The SNT formula used in this study is an herbal extract powder produced according to the good manufacturing procedures (GMP) of the certified company Tsumura Pharmaceutical Co., Ltd. (Japan), for the purpose of meeting international market standards of quality and uniformity. Apart from providing SNT, Tsumura Pharmaceutical was not involved in any other sponsorship, study design, or monitoring of the participants. In Japan, SNT has been approved by the Ministry of Health, Labour and Welfare, and is covered by the National Health Insurance plan. The compounds were classified on the basis of the constituent herbs of SNT on a chromatogram (Table 1).
Recruitment of subjects
Patients of the Department of Psychiatry of the Shimane University Hospital were enrolled in the study. The study obtained approval from the Shimane University Hospital Institutional Review Board (No. 1067). Participants were recruited between April 2011 and April 2012. All participants understood the nature of the trial and willingly signed the informed consent form.

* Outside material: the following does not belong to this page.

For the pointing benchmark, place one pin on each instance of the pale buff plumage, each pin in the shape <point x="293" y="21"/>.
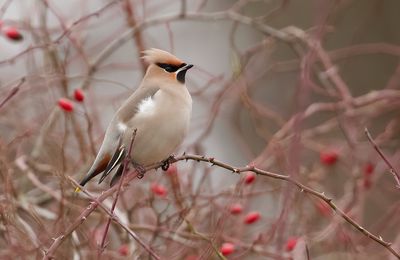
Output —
<point x="159" y="109"/>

The subjects enrolled in the study were patients with psychiatric disorders meeting DSM-IV-TR criteria , ranging from 27-80 years of age, with a Pittsburgh sleep quality index (PSQI) of greater than six. These patients spent 45 minutes or more falling asleep, slept less than six hours, and had struggled with this issue continuously for at least one month.
Patients with psychiatric disorders were ineligible to participate in the study if (1) they had had a major incident within three months of the study, (2) were working the nightshift, (3) lacked time or had timing conflicts, (4) had confounding disease such as obstructive sleep apnea-hypopnea, restless legs syndrome, cardiac arrthythmia, acute myocardial infarction, high blood pressure, diabetes, or cancer, (5) were currently taking pharmaceuticals that affect melatonin, acetylcholine, adenosine or prostaglandins, (6) were unable to read and fill out the forms for the study, or (7) had any evidence of renal or liver dysfunction as defined by a level of at least 1.5 times of the upper reference limit (serum creatinine: 1.3 mg/dL, blood urea nitrogen: 22 mg/dL, serum aspartate-aminotransferase (AST): 25 IU, alanineaminotransferase (ALT): 29 IU/L).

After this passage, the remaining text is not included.